The page of the United States Bureau of Labor Statistics has recently published data in its latest update on consumer prices where, according to the information provided, In April 2023, an average US citizen would have to spend $131.07 to buy the same goods or inputs that they could have bought for $100 in 2013..
The history of the US dollar is one that has seen significant ups and downs in its purchasing power over the years. Since the currency’s creation in 1785, the dollar has undergone dramatic changes in value. Throughout the 19th and 20th centuries, the dollar has gone through periods of stability, inflation, and deflation.which has led to significant fluctuations in their purchasing power.
For most of the 19th century, the dollar maintained a relatively stable purchasing power, with only minor fluctuations in value. However, as the 20th century began, the value of the dollar began to decline. The Great Depression of the 1930s had a significant impact on the purchasing power of the dollar.as inflation skyrocketed and the value of the currency fell sharply.
In the 1940s and 1950s, the dollar regained some of its value, thanks in large part to the end of World War II and the postwar economic boom in the United States. However, in the decades of 1960 and 1970, the value of the dollar decreased once again, this time due to rising inflation and a loss of confidence in the US currency.
At the end of the decade of 1970s and early 1980s, the dollar began to recover its value once again, thanks in large part to the monetary policies of President Ronald Reagan. During the 1990s, the dollar maintained a relatively stable purchasing power, although there were some significant fluctuations in its value.
In the 2000s, the dollar once again experienced a decline in its purchasing power.due in large part to the global economic recession of 2008. Since then, the value of the dollar has fluctuated based on a variety of factors, including government economic policy, changes in international markets, and geopolitical uncertainty.

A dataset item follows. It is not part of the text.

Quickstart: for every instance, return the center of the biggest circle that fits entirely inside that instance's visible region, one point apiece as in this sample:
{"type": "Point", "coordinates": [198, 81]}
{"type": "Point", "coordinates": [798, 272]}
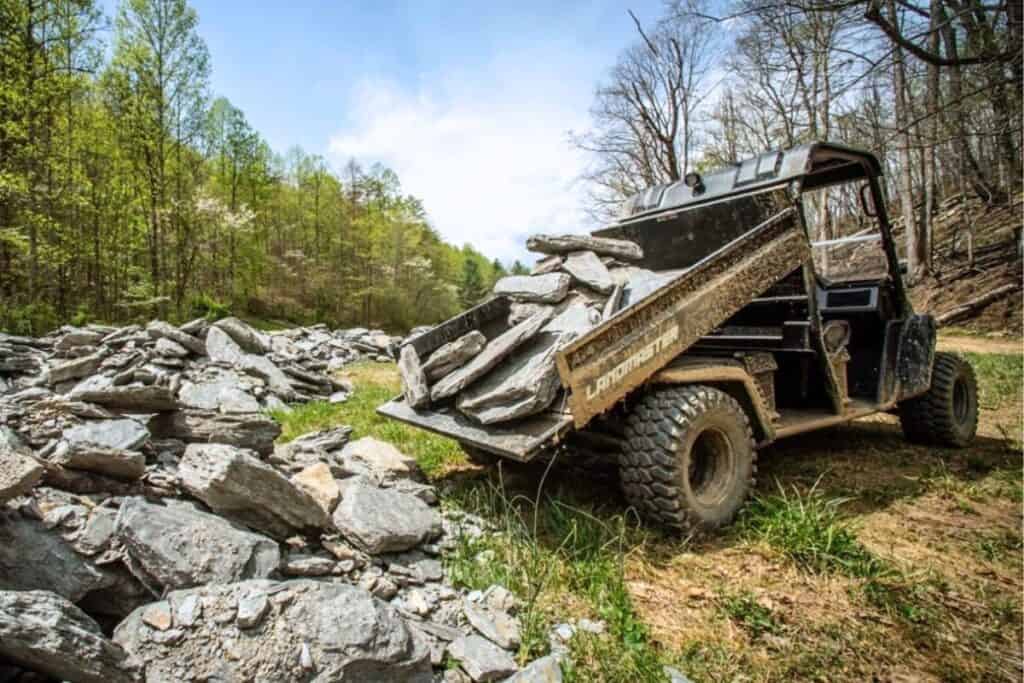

This means that inflation has increased significantly in the last decade, leading to an increase in the prices of basic products and services throughout the country. Economic experts have been closely monitoring inflation and are concerned about its long-term impact on the economy.
Inflation can have negative effects on the economy, such as decreased purchasing power of consumers and decreased demand for goods and services, which could lead to reduced production and employment. It can also affect investors and savers, as inflation reduces the real value of their money.
The data indicates that inflation 10 years ago was located at 1.6% per year, and for March of this year, interannual inflation is close to 6%, according to the data shown by the web datosmundial.com, a portal that has a history of inflation generated in the United States.
Dollar inflation history – Source: DatosMundial.com
It is important to note that Inflation is not an isolated phenomenon in the United States. Many countries around the world have been experiencing rising consumer prices in recent years. As the global economy continues to recover from the COVID-19 pandemic, inflation may continue to be a relevant issue to consider for the foreseeable future.
To this situation must be added the fact that that countries like Russia, China, Brazil have been closing deals and bilateral agreements with different countries taking other currencies as a reference (like the euro or the yuan), leaving aside the hegemony of the dollar in this type of transaction.